Popular television shows such as Once Upon a Time and Grimm and the revamping of fairytales in movies such as Snow White and the Huntsman show that modern audiences are hungry for old tales, especially ones with modern twists.
The Grand Theater’s production of Into the Woods playing now through Oct. 27, mixes fragments from a myriad of well-known fairytales and combines them into the telling of one story. The play continues to tell what happens after the happily-ever-after in the second act.
“I think that James Lapine and Steven Sondheim have created an incredible musical that speaks to our hearts, speaks to our intellect and speaks to our fancies, and in doing so also scares us a little bit,” says Neil Vanderpool the associate dean of performing arts and “Into the Woods” choreographer. “I believe personally that the show is about choices we make in life.”
“Be careful about what you wish for”
The play opens with Cinderella, the Baker and Jack all making a wish for something they each want.
“Sometime you need to be careful about what you wish for because you might get it, and what are the consequences of that wish?” says Vanderpool. “Do we run when life is tough?

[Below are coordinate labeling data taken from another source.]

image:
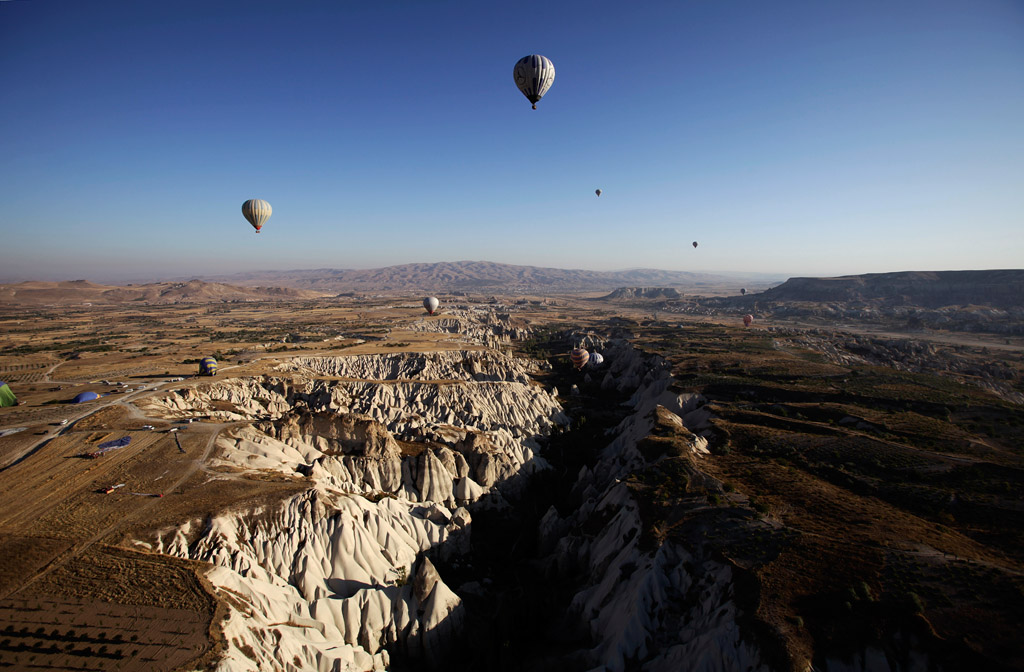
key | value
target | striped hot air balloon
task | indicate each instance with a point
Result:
(534, 75)
(208, 367)
(257, 211)
(579, 357)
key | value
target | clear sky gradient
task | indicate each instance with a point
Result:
(786, 137)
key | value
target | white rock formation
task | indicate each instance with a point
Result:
(659, 610)
(330, 578)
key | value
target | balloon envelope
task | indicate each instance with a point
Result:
(579, 357)
(208, 367)
(257, 211)
(534, 75)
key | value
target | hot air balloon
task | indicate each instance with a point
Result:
(257, 212)
(579, 357)
(208, 367)
(534, 75)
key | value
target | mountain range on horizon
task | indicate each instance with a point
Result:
(482, 276)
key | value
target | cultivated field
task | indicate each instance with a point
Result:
(885, 498)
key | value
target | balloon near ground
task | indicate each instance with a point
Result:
(579, 357)
(256, 211)
(534, 75)
(85, 396)
(6, 395)
(208, 367)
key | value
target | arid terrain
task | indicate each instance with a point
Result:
(361, 486)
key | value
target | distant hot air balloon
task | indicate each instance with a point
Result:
(208, 367)
(534, 75)
(257, 212)
(579, 357)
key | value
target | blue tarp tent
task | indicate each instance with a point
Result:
(117, 443)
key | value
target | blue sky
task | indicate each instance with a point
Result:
(786, 137)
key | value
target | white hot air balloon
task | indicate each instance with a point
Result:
(257, 212)
(534, 75)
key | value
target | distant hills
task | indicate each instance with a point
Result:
(1000, 289)
(471, 276)
(643, 293)
(81, 291)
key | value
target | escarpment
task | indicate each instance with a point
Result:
(341, 577)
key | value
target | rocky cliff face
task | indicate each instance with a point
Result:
(644, 293)
(329, 579)
(458, 365)
(664, 605)
(999, 289)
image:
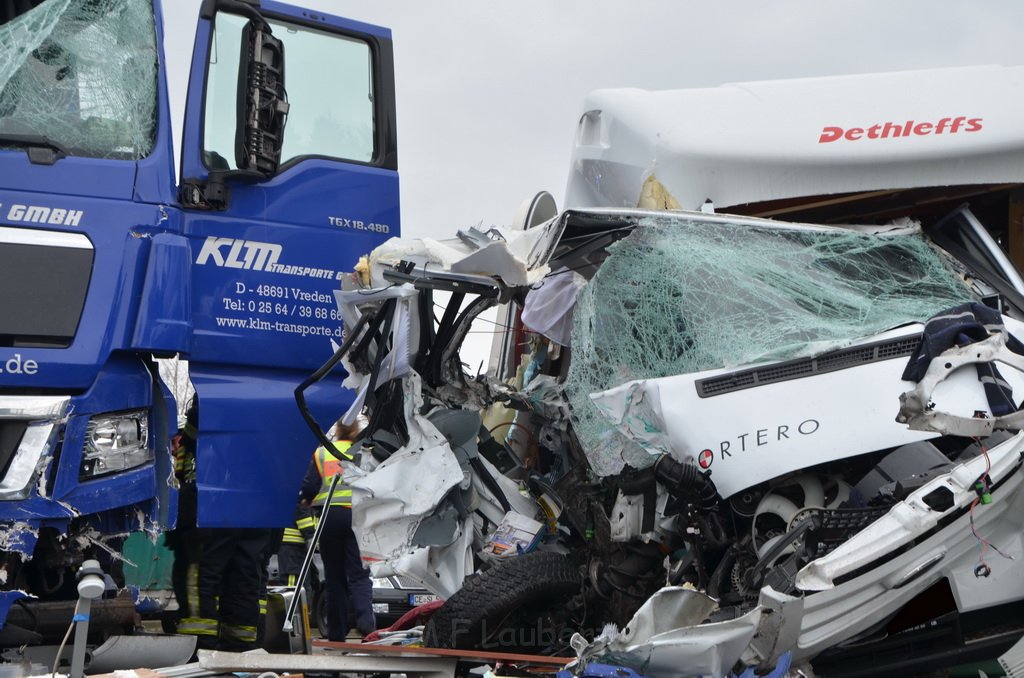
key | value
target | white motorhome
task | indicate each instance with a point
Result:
(793, 384)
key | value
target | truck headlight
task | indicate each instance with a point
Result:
(115, 442)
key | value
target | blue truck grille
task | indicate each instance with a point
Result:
(44, 277)
(10, 437)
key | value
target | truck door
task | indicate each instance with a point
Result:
(289, 176)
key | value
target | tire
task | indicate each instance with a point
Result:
(518, 605)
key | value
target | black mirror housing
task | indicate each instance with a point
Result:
(262, 106)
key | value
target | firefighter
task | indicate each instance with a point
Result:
(346, 581)
(183, 540)
(292, 551)
(226, 587)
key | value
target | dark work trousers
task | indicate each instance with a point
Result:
(347, 583)
(230, 585)
(183, 542)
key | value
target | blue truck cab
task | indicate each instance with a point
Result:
(126, 237)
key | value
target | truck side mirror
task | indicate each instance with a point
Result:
(262, 107)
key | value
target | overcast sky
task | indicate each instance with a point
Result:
(489, 92)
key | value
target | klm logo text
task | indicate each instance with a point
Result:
(232, 253)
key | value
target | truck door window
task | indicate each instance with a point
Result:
(329, 84)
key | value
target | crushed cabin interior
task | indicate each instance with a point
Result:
(999, 207)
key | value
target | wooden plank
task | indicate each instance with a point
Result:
(474, 654)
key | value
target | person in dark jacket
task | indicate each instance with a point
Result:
(226, 587)
(346, 581)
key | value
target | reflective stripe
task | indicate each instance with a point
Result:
(198, 626)
(243, 633)
(292, 536)
(328, 466)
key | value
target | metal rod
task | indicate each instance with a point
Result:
(307, 561)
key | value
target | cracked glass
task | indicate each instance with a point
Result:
(80, 76)
(680, 296)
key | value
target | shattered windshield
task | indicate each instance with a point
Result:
(81, 75)
(680, 296)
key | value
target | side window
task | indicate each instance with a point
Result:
(329, 84)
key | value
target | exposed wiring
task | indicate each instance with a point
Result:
(983, 488)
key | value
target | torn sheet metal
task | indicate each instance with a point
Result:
(666, 637)
(918, 406)
(415, 513)
(516, 257)
(549, 305)
(403, 338)
(390, 504)
(912, 517)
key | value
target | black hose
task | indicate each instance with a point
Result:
(686, 480)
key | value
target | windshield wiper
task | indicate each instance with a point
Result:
(41, 150)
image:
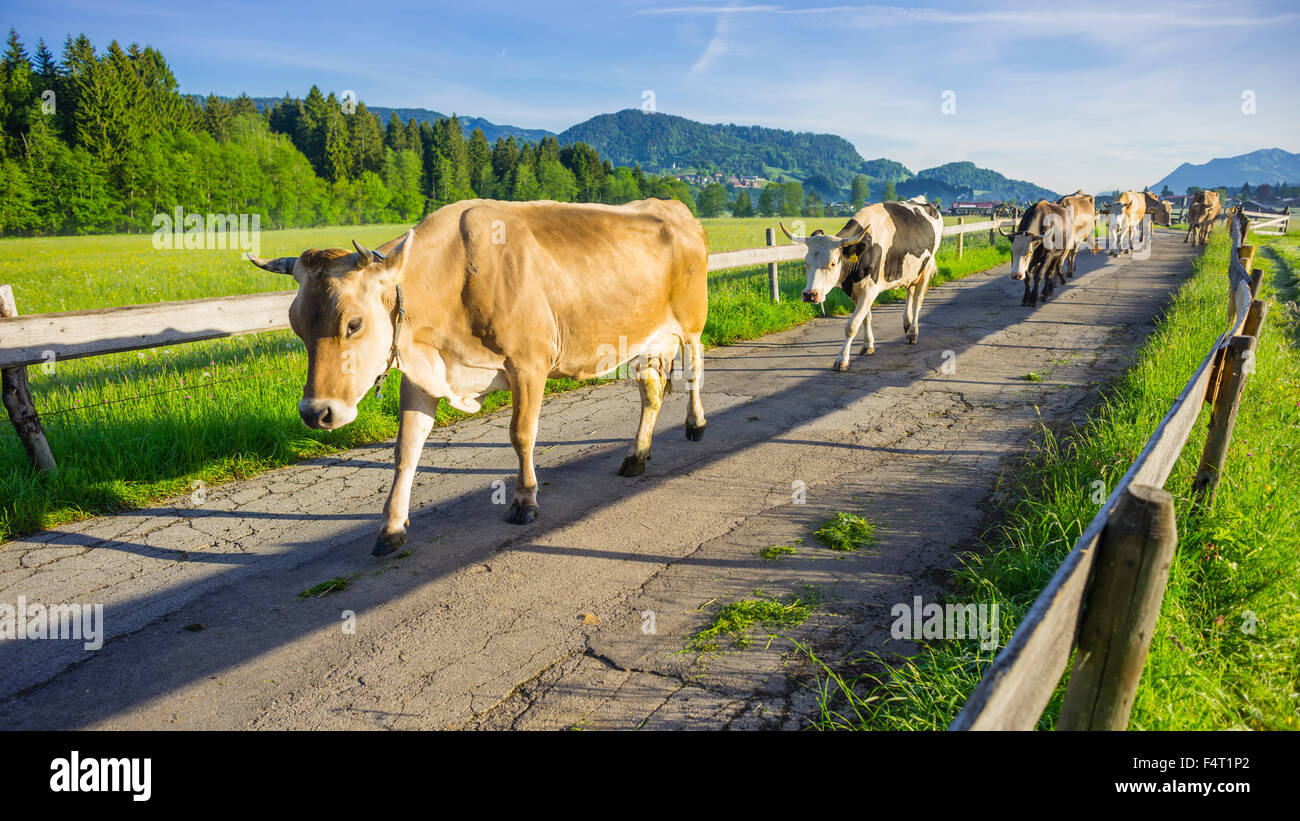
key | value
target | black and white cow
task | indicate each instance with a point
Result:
(882, 247)
(1040, 243)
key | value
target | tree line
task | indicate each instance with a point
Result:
(103, 142)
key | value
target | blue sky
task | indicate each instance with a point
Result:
(1114, 95)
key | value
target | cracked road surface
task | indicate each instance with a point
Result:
(481, 624)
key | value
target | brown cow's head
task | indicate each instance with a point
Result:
(1162, 213)
(345, 313)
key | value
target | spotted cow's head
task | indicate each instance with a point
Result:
(824, 260)
(1161, 213)
(345, 313)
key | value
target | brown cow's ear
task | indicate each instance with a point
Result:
(280, 265)
(395, 260)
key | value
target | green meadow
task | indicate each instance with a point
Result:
(135, 428)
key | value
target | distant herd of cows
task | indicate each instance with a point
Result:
(486, 295)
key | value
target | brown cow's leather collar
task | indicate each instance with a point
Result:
(393, 352)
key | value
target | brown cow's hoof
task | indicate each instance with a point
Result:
(633, 465)
(388, 542)
(520, 513)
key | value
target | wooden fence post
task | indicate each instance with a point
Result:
(1255, 318)
(1130, 573)
(1246, 253)
(1238, 360)
(17, 400)
(772, 285)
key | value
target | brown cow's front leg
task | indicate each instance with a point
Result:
(650, 379)
(527, 391)
(417, 409)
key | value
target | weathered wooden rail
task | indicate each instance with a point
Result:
(34, 339)
(1105, 596)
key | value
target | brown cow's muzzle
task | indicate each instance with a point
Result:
(325, 413)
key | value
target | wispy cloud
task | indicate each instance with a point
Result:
(900, 16)
(718, 47)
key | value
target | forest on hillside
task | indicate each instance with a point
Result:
(100, 142)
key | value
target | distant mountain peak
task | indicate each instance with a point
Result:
(1264, 165)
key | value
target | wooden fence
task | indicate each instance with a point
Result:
(1105, 596)
(73, 334)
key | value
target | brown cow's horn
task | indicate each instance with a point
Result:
(280, 265)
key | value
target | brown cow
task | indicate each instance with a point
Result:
(1126, 214)
(1201, 213)
(1160, 211)
(486, 295)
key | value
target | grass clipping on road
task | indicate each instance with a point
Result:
(1226, 648)
(130, 429)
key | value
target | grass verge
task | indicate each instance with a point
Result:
(1226, 650)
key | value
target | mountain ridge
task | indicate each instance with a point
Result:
(1262, 165)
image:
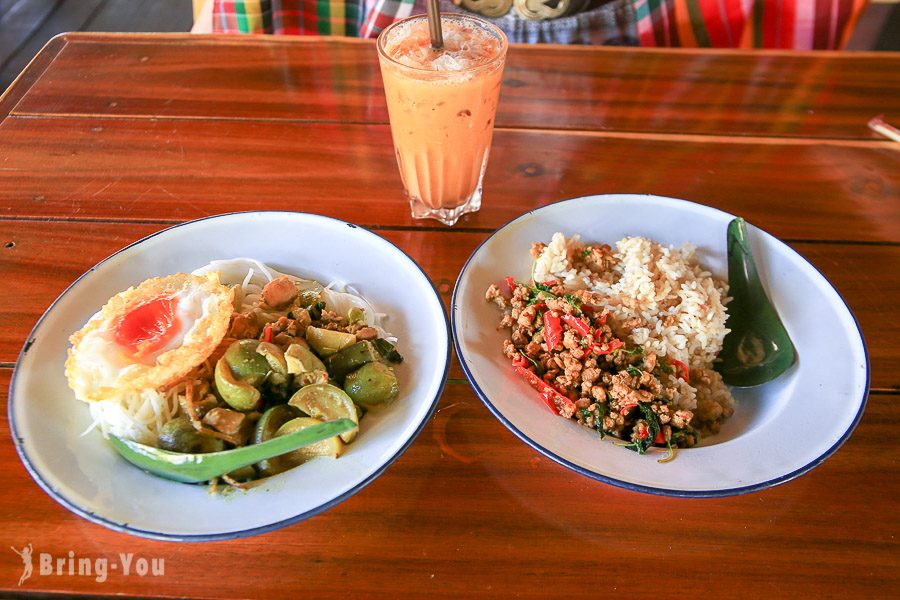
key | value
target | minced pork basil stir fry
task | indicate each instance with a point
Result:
(575, 352)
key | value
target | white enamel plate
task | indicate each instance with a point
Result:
(85, 474)
(779, 431)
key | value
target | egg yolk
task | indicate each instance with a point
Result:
(149, 326)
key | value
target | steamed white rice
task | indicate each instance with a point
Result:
(680, 304)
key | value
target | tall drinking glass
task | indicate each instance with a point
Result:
(441, 105)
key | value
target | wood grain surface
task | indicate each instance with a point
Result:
(809, 95)
(109, 138)
(176, 170)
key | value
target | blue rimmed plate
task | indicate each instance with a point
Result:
(778, 432)
(85, 474)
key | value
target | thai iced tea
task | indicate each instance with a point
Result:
(441, 105)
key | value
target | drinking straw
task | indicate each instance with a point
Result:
(434, 24)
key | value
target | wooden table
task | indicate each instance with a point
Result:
(107, 138)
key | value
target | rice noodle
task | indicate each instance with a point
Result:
(139, 416)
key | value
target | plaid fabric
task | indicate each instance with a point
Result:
(798, 24)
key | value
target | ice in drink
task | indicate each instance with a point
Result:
(441, 105)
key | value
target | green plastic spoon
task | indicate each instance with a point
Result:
(758, 348)
(197, 468)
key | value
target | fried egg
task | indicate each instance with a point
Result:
(149, 336)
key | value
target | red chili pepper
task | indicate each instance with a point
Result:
(552, 330)
(577, 324)
(682, 366)
(548, 393)
(510, 285)
(611, 347)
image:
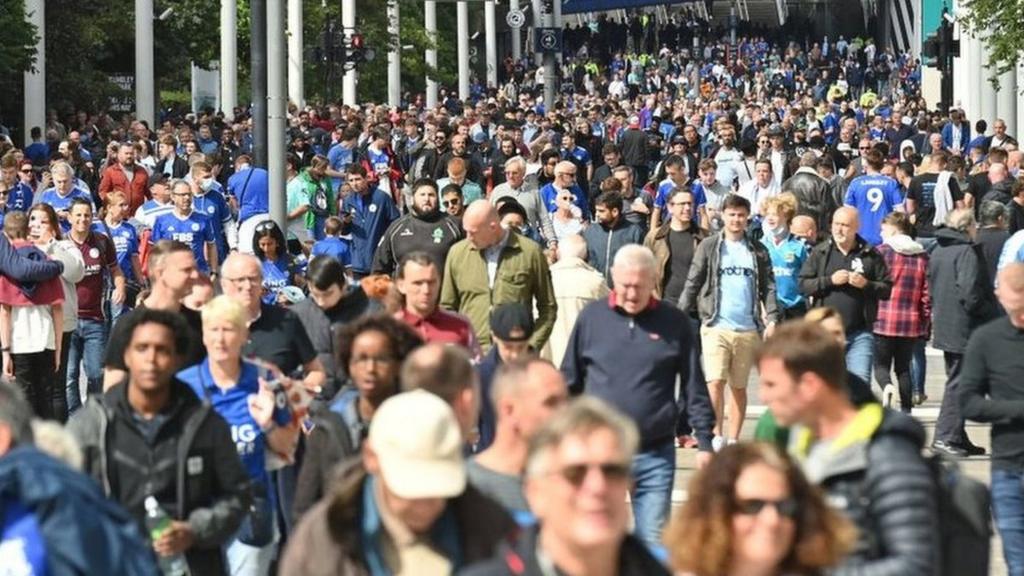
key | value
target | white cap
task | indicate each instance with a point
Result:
(418, 442)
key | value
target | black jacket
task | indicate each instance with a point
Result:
(962, 294)
(520, 560)
(190, 466)
(814, 197)
(816, 284)
(885, 488)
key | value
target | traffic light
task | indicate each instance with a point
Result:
(356, 51)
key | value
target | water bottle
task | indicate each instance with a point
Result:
(157, 522)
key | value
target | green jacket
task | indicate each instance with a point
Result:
(522, 277)
(330, 206)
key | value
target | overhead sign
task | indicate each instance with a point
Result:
(548, 40)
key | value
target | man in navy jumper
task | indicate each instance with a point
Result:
(630, 351)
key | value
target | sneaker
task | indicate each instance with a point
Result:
(948, 449)
(718, 443)
(974, 450)
(686, 441)
(889, 396)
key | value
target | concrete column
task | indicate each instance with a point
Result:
(35, 82)
(276, 110)
(988, 104)
(491, 43)
(393, 54)
(349, 80)
(296, 80)
(462, 31)
(228, 57)
(430, 23)
(1006, 105)
(516, 34)
(145, 89)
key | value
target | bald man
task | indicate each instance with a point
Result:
(492, 266)
(992, 391)
(565, 179)
(275, 335)
(848, 274)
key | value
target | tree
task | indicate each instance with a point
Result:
(999, 24)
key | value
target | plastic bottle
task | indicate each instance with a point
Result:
(157, 522)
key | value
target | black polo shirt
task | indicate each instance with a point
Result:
(278, 336)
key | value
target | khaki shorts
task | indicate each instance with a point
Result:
(728, 355)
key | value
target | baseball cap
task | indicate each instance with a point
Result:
(419, 445)
(511, 322)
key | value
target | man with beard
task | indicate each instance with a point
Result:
(126, 176)
(423, 229)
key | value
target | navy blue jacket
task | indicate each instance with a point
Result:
(84, 532)
(633, 362)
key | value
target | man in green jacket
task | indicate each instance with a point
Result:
(492, 266)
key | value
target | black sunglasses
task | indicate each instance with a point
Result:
(577, 474)
(753, 506)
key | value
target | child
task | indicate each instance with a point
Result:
(335, 243)
(30, 317)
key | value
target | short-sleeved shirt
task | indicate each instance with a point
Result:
(279, 337)
(875, 197)
(195, 230)
(922, 191)
(99, 256)
(125, 239)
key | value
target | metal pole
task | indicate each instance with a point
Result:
(257, 9)
(462, 31)
(550, 67)
(145, 94)
(430, 23)
(491, 43)
(516, 34)
(228, 57)
(296, 81)
(276, 109)
(347, 25)
(393, 54)
(35, 82)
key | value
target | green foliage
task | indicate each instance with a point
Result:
(1000, 26)
(17, 51)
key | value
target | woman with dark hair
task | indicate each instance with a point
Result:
(280, 270)
(333, 301)
(752, 510)
(372, 351)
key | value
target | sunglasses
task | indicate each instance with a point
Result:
(753, 506)
(577, 474)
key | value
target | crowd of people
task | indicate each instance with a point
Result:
(482, 326)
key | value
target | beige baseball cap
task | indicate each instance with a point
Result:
(419, 445)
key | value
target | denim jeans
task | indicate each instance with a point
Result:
(949, 425)
(1008, 508)
(859, 352)
(87, 344)
(653, 471)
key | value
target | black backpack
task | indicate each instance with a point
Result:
(965, 521)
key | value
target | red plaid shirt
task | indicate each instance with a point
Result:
(907, 313)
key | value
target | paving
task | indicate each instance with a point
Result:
(977, 466)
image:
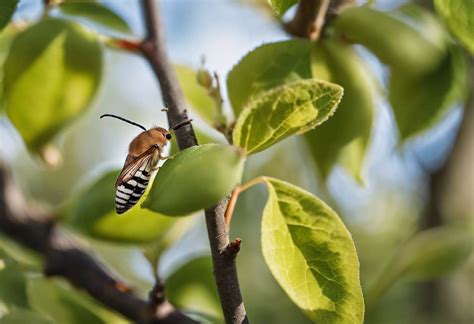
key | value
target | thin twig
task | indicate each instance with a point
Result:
(312, 16)
(153, 49)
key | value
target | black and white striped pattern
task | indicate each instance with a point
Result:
(128, 193)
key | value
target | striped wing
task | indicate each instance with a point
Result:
(132, 183)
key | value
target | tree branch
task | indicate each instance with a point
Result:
(37, 230)
(153, 49)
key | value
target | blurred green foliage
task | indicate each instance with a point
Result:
(51, 74)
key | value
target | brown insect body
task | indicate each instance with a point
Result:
(144, 152)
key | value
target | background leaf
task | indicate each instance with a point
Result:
(56, 300)
(20, 315)
(459, 16)
(7, 9)
(6, 37)
(345, 136)
(266, 67)
(281, 6)
(93, 213)
(196, 178)
(97, 13)
(290, 109)
(12, 282)
(311, 254)
(392, 40)
(429, 254)
(196, 94)
(192, 288)
(51, 74)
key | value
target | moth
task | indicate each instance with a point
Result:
(144, 153)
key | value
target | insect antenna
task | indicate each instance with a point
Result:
(124, 119)
(179, 125)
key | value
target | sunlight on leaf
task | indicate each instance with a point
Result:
(51, 74)
(196, 178)
(266, 67)
(281, 6)
(345, 136)
(283, 111)
(459, 16)
(311, 255)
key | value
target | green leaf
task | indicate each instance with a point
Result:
(196, 178)
(429, 254)
(7, 9)
(192, 288)
(266, 67)
(55, 299)
(420, 102)
(51, 74)
(345, 136)
(311, 255)
(283, 111)
(93, 213)
(394, 41)
(22, 315)
(459, 16)
(281, 6)
(96, 13)
(6, 37)
(196, 94)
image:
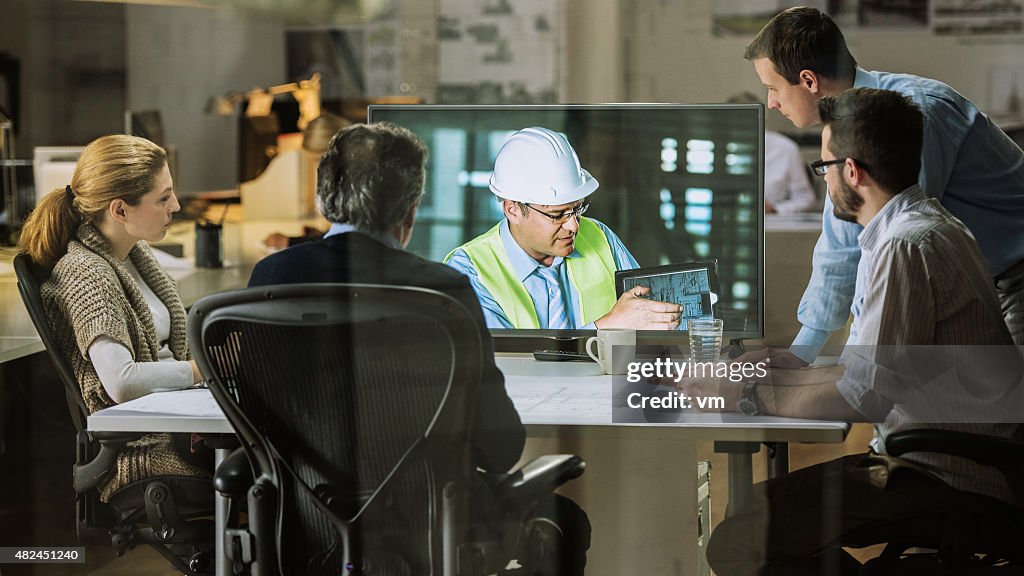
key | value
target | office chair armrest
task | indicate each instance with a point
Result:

Do we value money more than family? Do we destroy our own selfishness? Do we pluck a flower when it isn’t ours to take, or do we find the path that leads to a world that is golden, silky and pure?”
The play can be seen through philosophical eyes like Vanderpool or just for the entertaining story and good music.
The set design uses a 30 foot turntable to assist in the movement of characters though the woods. This was the first time the Grand Theatre used such a large turntable. The trimming on the edge of the turntable was a little distracting and the sound of the motor was loud at times, which brings the viewer out of the moment.
The cast of “Into the Woods” played their roles well and are good singers, which add to the enjoyment of the musical
The costumes were well done, especially the wolf and the mask movements. The way the giant was portrayed gave the cast a chance to look right at the audience in the balcony.
“The audience who comes to ‘Into the Woods’ will be entertained they will be visually stunned,” says Vanderpool. “Plus hopefully [the audience] will catch the themes and messages.”
Overall it is a fun play except for a few technical sound glitches. It is a good choice for opening the fall season at the Grand Theatre and for October.